En alguna de las casas cercanas a las dos esquinas hacia el norte de la casa habitada durante la infancia vivía un hombre en el que si el calificativo de feo tuviera vigencia, superaba sobradamente la denominación de desproporción.
Una cabeza enorme cubierta con piel ceniza oscura, sin llegar a la del afro y con mayor acento que la de un mulato, portaba una cabellera mal tijereteada con mayor cercanía al concepto de púa que al de fibra normal.
Por zonas mínimas manifestaba algo parecido al vitíligo para jaspear la piel enrojecida —casi morada— de las orejas enormes y peludas lanzadas hacia el frente. Caricaturizaba su rostro un ralo bigotito disparejo que fallaba en disimular la excedida cicatriz del labio leporino bajo la gruesa y enorme nariz horriblemente erosionada, para ahondar aún más los pómulos, donde, ensombrecidos, casi ocultas por las largas y pobladas cerdas, unas pupilas pequeñitas apenas destacaban de entre una mínima esfera blanco amarillento.
El vecino de la esquina norte iba cotidianamente a la pulquería donde —y esto ya es información lograda posteriormente— descolgaba una guitarra que colocaba en la hondonada de su pecho y de la que extraía —incomprensiblemente con sus gordos dedos que a la vista parecieran resultar inútiles para toda labor—, los sonidos y palabras de antiguas canciones con voz clara y entonada, según amplían sus contemporáneos. Bebía pausadamente el acostumbrado “tornillo” con pulque y al final del último sorbo, dejaba la guitarra junto al deseo por otra canción para mañana. Salía con el arrastre del pesado calzado y un “hasta mañana”, promesa cumplida diariamente hasta que la vida le dijo “ya no más”.

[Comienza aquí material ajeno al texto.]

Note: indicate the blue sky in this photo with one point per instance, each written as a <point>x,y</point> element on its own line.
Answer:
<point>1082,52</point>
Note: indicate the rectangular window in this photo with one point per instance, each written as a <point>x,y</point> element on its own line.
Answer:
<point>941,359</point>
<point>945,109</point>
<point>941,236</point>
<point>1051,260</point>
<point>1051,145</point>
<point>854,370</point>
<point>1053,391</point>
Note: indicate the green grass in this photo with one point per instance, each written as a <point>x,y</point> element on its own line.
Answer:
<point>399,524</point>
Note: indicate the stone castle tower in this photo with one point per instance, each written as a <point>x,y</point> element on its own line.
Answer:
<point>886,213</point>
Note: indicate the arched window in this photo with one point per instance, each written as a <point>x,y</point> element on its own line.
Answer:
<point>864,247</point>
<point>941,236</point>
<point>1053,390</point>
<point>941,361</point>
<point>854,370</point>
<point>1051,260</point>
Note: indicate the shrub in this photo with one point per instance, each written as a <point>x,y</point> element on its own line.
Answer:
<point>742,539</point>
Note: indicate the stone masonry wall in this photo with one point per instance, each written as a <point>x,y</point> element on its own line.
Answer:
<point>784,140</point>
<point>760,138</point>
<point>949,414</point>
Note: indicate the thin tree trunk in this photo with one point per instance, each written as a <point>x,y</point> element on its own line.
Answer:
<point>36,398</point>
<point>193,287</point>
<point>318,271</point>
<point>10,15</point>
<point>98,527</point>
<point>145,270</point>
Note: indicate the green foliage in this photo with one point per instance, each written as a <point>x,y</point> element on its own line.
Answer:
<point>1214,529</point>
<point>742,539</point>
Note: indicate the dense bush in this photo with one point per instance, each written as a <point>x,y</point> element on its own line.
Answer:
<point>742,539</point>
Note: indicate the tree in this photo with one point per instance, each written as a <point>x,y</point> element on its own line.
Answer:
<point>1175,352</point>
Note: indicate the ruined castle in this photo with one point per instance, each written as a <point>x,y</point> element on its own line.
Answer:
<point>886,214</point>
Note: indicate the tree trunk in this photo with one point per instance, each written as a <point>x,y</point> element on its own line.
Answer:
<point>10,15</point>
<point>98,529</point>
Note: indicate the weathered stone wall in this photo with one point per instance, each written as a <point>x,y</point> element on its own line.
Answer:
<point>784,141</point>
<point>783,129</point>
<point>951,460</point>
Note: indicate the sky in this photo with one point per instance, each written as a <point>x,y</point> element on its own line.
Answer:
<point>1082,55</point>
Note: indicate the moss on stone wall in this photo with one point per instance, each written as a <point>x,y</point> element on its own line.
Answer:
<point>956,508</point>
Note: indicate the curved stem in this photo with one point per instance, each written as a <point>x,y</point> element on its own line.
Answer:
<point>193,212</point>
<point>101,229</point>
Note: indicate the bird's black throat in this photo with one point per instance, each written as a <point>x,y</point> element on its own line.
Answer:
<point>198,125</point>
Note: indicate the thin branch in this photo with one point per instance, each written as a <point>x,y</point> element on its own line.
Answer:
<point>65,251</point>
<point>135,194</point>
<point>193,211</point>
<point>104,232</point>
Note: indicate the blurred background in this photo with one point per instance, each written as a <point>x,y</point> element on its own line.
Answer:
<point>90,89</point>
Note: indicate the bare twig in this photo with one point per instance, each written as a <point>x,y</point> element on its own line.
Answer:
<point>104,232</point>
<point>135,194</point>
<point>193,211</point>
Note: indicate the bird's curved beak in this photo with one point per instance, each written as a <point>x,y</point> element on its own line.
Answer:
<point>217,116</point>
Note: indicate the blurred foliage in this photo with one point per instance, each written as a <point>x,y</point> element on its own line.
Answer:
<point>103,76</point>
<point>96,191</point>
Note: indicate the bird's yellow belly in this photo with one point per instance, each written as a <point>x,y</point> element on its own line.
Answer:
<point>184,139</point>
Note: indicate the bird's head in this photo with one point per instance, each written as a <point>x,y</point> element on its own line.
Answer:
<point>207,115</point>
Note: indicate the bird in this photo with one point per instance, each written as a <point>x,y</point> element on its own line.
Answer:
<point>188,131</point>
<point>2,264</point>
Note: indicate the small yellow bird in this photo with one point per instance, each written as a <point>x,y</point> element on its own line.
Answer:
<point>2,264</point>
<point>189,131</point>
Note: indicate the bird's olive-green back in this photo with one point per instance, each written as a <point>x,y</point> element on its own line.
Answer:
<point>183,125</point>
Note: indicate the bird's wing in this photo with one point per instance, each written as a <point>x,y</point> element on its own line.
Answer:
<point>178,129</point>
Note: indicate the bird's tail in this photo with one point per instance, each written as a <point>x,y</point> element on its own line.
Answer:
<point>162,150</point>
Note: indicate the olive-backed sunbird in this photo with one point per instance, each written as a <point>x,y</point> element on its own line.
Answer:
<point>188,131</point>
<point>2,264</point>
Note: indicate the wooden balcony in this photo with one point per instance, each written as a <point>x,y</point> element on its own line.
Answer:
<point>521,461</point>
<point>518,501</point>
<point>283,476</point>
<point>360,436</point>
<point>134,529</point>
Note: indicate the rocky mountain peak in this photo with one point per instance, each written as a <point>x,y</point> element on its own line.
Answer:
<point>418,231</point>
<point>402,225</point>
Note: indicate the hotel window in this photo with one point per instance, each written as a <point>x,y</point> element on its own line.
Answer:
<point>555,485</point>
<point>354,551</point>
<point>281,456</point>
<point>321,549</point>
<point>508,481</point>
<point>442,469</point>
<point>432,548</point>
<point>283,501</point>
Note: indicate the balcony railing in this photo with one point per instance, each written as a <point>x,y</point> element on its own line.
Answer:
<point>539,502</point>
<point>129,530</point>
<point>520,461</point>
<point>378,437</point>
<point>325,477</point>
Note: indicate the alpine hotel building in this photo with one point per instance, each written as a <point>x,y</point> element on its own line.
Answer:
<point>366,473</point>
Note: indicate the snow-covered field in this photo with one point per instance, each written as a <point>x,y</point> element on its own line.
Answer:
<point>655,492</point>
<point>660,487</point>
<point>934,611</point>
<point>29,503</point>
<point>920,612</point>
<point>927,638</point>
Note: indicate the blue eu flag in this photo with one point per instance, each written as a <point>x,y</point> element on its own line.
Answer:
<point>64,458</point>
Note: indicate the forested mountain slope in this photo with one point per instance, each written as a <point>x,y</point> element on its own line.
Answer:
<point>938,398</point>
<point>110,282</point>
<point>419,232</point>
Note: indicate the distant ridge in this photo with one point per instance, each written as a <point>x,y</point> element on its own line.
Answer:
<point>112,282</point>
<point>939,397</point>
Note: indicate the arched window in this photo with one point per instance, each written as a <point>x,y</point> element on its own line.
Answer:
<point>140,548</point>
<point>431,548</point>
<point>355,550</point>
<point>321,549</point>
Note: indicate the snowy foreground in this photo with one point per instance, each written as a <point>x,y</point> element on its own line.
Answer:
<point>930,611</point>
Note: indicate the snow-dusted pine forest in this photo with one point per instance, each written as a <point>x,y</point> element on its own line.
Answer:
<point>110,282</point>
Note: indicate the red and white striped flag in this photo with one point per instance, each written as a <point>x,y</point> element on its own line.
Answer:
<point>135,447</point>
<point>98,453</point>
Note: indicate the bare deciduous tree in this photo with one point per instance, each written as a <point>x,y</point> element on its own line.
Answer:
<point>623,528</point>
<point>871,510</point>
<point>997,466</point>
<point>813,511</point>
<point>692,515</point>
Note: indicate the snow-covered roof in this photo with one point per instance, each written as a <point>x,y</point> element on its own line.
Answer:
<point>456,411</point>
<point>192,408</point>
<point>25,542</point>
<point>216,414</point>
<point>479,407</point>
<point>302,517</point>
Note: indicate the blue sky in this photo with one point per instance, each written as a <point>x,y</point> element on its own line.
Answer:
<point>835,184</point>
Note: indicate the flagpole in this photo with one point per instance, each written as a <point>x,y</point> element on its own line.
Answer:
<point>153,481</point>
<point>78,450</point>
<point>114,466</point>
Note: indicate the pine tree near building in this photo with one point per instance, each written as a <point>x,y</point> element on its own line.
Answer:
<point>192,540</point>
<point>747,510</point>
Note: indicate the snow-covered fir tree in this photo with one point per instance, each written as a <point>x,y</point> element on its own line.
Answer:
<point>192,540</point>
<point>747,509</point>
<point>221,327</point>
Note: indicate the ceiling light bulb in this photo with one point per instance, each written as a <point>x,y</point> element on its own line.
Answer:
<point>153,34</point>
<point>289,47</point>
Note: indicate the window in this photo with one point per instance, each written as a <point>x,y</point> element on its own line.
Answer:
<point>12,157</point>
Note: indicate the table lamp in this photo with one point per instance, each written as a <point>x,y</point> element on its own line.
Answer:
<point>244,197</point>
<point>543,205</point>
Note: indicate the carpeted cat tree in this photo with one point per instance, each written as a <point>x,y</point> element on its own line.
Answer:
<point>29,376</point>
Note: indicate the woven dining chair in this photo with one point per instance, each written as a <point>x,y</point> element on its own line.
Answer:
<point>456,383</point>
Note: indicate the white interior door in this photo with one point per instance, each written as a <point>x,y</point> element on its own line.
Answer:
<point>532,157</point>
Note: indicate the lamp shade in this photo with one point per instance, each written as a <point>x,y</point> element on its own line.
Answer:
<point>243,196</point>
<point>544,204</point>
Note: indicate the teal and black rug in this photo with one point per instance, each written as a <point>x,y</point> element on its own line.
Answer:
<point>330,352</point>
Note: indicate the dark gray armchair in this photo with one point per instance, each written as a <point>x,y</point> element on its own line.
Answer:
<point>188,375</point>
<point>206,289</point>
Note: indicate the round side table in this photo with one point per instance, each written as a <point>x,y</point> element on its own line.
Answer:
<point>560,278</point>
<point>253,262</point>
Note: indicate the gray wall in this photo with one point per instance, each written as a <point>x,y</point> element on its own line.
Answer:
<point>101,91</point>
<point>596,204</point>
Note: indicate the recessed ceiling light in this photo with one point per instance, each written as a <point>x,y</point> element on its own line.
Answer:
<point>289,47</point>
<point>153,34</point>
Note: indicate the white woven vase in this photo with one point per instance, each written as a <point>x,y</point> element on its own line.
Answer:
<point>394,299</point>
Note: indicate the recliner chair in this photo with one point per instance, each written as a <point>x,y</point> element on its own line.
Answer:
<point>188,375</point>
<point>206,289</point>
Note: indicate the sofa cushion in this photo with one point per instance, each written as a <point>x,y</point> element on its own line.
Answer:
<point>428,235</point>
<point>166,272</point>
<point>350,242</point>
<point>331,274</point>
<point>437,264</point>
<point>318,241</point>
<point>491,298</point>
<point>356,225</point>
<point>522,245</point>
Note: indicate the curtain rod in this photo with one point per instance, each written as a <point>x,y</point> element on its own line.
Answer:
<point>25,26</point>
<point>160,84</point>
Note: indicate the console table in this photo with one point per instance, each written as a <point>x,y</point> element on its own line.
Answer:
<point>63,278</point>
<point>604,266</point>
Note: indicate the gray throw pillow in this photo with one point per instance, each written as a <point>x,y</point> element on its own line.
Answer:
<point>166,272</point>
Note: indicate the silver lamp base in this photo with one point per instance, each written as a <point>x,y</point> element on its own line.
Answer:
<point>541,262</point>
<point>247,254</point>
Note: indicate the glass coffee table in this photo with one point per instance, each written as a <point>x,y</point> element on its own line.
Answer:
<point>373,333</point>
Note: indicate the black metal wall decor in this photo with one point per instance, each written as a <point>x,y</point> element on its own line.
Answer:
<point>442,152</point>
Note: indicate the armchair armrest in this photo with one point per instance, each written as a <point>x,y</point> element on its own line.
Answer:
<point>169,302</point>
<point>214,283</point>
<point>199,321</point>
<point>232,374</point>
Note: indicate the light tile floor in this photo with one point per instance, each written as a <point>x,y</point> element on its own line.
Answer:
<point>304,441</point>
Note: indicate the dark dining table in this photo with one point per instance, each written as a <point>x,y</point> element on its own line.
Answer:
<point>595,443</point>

Era muy alto el tipo, muy alto para mi estatura de niño y muy alto en comparación del tío Jesús, quien de toda la familia era el más alto, caminaba encorvado bajo el peso de una enorme giba inexistente cubierto por un ajado maquinoff negro de talla ajena, era además el ejemplar obligado para que las madres, en detestable e injusta costumbre, asustaran a los niños con la monserga de que “él” sería quien se los llevaría “si no te portabas bien…”
Poco sabemos después de tantos años si el señor, cuyo nombre quedó borrado en la etapa de la infancia, sabría de tal castigo inmerecido, qué tanto le hirieron los comentarios del vecindario, sólo era el desproporcionadamente hombre feo de la colonia y ya nadie recuerda que en el día de “Reyes”, en ausencia de las reales majestades celestiales, él, el más feo entre los feos, regalaba a los niños un cucurucho con dulces de anís y a los perros callejeros un trozo de tamal comprado a las afueras del templo de “La Conchita”.
A él, al hombre más feo de todos, un recuerdo con aprecio y con respeto, aquella enormidad de vida cuya manaza torpe posara sobre el corte a “casquete corto sin copete” y ofreciera una sonrisa de sus labios grotescamente gruesos de los que surgiera, con voz grave, una interrogante sin espera de respuesta: ¿qué tal chiquillo?